In re-establishing dialogue without preconditions, the government has reinforced Australia’s strategic policy settings. The prime minister, defence minister and foreign minister have made it clear that Australia’s rhetoric will be carefully calibrated while policies on matters such as 5G, laws such as the counter-foreign-interference legislation, and groupings including AUKUS and Quad will not only be retained but remain core to Australia’s national security posture.
The principle was set out by Foreign Minister Penny Wong, who said Australia will continue to make decisions ‘on the basis of our national interest, our security and our sovereignty’. It was reinforced by Prime Minister Anthony Albanese, who responded to a new set of four conditions from China’s Foreign Minister Wang Yi by saying: ‘Australia doesn’t respond to demands.’
Resuming dialogue without compromising any policy settings means the Australian government has gained the upper hand diplomatically.
Calibrating language doesn’t mean silence.
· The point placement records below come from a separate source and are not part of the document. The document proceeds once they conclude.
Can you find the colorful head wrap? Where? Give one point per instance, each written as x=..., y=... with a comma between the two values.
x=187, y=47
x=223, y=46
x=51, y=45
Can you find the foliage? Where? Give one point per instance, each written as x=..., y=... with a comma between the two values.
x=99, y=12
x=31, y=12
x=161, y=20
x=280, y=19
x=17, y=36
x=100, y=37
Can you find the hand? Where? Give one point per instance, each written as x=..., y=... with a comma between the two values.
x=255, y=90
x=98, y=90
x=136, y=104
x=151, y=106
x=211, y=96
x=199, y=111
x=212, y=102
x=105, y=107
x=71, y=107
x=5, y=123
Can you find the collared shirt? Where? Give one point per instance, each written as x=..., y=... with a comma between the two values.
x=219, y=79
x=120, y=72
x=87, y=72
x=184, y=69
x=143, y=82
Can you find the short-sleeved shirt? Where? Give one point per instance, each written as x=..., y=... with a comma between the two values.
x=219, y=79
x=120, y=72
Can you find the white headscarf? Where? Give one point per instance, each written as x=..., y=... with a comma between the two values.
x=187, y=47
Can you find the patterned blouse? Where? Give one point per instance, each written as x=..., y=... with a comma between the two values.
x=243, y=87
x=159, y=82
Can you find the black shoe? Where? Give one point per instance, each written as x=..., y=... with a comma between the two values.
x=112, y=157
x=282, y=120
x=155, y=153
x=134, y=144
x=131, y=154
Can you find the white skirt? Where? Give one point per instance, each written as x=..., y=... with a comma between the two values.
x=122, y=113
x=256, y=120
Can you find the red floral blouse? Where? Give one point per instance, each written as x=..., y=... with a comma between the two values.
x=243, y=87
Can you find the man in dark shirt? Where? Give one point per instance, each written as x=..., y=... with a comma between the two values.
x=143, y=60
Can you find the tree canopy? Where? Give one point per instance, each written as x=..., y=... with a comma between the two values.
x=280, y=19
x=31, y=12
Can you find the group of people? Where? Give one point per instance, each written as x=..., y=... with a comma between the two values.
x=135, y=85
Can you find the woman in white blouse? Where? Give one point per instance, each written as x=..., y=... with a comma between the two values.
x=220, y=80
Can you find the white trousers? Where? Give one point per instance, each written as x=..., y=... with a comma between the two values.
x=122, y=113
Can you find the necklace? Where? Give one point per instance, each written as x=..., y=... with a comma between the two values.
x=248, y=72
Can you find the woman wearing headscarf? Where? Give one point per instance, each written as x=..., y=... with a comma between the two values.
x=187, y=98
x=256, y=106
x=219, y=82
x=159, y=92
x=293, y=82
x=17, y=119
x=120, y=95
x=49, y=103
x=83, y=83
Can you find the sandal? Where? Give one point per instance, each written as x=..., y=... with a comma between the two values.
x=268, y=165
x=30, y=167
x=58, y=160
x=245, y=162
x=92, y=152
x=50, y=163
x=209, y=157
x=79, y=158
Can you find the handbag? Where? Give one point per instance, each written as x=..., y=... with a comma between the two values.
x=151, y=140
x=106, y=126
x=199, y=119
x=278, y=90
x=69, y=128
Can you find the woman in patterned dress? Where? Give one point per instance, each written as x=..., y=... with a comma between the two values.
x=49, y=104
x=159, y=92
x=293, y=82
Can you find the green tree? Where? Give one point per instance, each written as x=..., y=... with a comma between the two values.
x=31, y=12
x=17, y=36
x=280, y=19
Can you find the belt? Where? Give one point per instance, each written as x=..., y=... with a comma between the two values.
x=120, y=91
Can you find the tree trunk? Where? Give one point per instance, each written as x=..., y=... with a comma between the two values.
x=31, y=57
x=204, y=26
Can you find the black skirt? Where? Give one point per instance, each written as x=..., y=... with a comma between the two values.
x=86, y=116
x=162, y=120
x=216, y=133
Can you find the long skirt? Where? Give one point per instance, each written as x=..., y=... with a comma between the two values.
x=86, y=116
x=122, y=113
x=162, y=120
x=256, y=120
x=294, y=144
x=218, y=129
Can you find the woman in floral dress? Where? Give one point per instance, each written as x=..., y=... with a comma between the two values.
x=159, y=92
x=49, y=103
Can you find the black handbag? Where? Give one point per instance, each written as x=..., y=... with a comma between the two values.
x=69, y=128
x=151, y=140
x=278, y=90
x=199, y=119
The government has continued to appropriately identify malicious actions, security threats and human rights abuses. Consider Deputy Prime Minister Richard Marles’s frank assessment at the opening of ASPI’s office in Washington DC this month: ‘This is the most dangerous period I’ve lived through—we are witnessing the biggest military build-up since the Second World War … That’s what keeps me awake at night.’
The strategic continuity is clear. It shows that the difficult decisions taken in recent years were important to ensure that future governments didn’t have to make even harder and more disruptive decisions.
Bigger tests lie ahead. For example, China desperately wants to join the Comprehensive and Progressive Agreement for Trans-Pacific Partnership, and some in Australia are already proposing that the Australian government should compromise in this area. That would be a critical mistake, because it would reinforce China’s practice of economic coercion, a malign tactic used against Australia and many of our partners, including Japan, South Korea and the Philippines.
The CPTPP shouldn’t be a compromise to attract more positive rhetoric, or be used by Canberra as a reciprocal concession for Beijing lifting its unfair trade measures; the free trade deal should be open only to countries that meet its strict standards. Meeting and upholding those standards should be required of China, just as for every other applicant, including Taiwan.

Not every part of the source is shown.